La peur est également une des raisons qui explique le faible taux de participation.

« Elles ont peur de souffrir, que ça fasse mal, mais elles ont surtout peur du résultat. Certaines sont seules et disent ne pas avoir quelqu’un pour les accompagner advenant la détection d’une lésion cancéreuse. Elles préfèrent donc ne pas le savoir et ne vont pas faire de dépistage. Mais moi je dis qu’il vaut mieux prévenir que guérir », mentionne Elwige Ngapa, organisatrice communautaire de Villeray dans l’Est.

« C’est ambivalent, souligne Anne Landry, agente de planification du Programme québécois de dépistage du cancer du sein (PQDCS) de la Direction de santé publique de Montréal. On a peur de souffrir lors de la mammographie et peur de se faire traiter si on a un cancer. Mais il faut faire un dépistage précoce pour justement éviter des traitements difficiles; plus on détecte rapidement une lésion, plus elle sera facile à traiter. »

Radiologie

Lors des rencontres avec les femmes, certaines ont soulevé le problème de la fiabilité des résultats de dépistage, en lien avec la réévaluation par le Collège des médecins du Québec, l,an dernier, de 15 000 résultats faits par un radiologiste travaillant, notamment, à la clinique Jean-Talon – Bélanger.

« Il a fallu expliquer que le problème n’était pas la machine, mais bien le radiologue et que celui-ci ne travaillait plus là.
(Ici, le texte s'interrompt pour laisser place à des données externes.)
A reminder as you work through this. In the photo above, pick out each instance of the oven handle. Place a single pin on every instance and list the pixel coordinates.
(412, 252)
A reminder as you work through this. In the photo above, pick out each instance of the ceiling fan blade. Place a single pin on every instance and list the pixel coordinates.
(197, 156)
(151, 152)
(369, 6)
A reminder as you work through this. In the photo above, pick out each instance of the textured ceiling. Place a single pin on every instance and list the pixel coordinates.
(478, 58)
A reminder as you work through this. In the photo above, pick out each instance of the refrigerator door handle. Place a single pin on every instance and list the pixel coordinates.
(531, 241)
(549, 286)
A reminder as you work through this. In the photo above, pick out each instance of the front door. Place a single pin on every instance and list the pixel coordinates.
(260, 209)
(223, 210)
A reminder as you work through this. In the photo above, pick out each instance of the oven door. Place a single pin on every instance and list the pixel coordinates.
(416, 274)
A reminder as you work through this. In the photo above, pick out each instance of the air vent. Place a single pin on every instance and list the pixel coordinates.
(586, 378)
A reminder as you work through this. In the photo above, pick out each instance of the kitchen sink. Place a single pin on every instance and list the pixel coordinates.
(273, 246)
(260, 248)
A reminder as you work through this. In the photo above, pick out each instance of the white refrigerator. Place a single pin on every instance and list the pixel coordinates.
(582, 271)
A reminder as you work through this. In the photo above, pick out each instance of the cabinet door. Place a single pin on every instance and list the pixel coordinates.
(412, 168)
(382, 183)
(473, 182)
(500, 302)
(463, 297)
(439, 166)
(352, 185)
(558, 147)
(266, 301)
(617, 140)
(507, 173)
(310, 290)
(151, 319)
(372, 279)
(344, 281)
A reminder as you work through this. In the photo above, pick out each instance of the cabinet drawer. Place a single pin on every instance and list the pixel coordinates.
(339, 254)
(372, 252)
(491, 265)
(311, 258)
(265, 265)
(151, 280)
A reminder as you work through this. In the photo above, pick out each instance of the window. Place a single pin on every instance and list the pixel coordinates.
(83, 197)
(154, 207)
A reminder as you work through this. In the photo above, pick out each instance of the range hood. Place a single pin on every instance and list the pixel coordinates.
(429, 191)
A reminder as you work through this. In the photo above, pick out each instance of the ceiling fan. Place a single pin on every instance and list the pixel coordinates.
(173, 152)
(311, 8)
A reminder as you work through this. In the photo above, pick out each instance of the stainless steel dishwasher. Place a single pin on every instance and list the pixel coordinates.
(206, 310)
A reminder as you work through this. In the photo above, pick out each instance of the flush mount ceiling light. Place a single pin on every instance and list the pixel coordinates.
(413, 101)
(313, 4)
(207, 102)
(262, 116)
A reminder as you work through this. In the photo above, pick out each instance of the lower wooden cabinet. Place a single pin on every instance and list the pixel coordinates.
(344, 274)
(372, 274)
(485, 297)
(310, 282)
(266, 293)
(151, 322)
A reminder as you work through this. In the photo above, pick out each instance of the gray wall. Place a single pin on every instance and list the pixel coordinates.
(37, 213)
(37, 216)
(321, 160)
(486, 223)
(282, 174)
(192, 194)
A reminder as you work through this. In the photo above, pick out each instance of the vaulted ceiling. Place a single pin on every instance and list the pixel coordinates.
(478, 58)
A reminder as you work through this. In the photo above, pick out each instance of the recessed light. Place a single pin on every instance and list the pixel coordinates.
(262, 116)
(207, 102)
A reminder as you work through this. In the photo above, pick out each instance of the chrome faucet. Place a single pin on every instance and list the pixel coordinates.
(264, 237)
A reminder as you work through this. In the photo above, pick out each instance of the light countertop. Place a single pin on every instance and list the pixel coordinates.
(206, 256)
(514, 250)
Certaines femmes se disaient inquiètent de la fiabilité des résultats. Il a fallu rassurer et expliquer les étapes, une par une », laisse savoir Mme Ngapa.

Un effet positif est tout de même ressorti de cet incident, affirme l’agente de planification à la Direction de santé publique de Montréal: « Le nombre de femmes qui nous appelaient pour repasser une mammographie a été de beaucoup supérieur à celui pour se plaindre du radiologiste. »

-Dans le cadre du Mois Rose, de nombreuses activités sont prévues: atelier sur la santé des seins, le mercredi 17 octobre, de 18 h 30 à 20 h, au CLSC de La Petite-Patrie, salle 305 A-B (6520 Saint-Vallier); visionnement du film « Les mots et les gestes qui soignent », le jeudi 18 octobre, de 14 h à 16 h à l’Écho des femmes de La Petite-Patrie (6032 rue Saint-Hubert); brunch entre lesbiennes, spécial santé des seins, le dimanche 21 octobre, de 11 h à 14 h, à l’Écho des femmes de La Petite-Patrie; visionnement du film « L’industrie du ruban rose », en présence de la réalisatrice Léa Pool, le jeudi 25 octobre, à 20 h, à l’auditorium du Patro le Prévost (7355 rue Christophe-Colomb).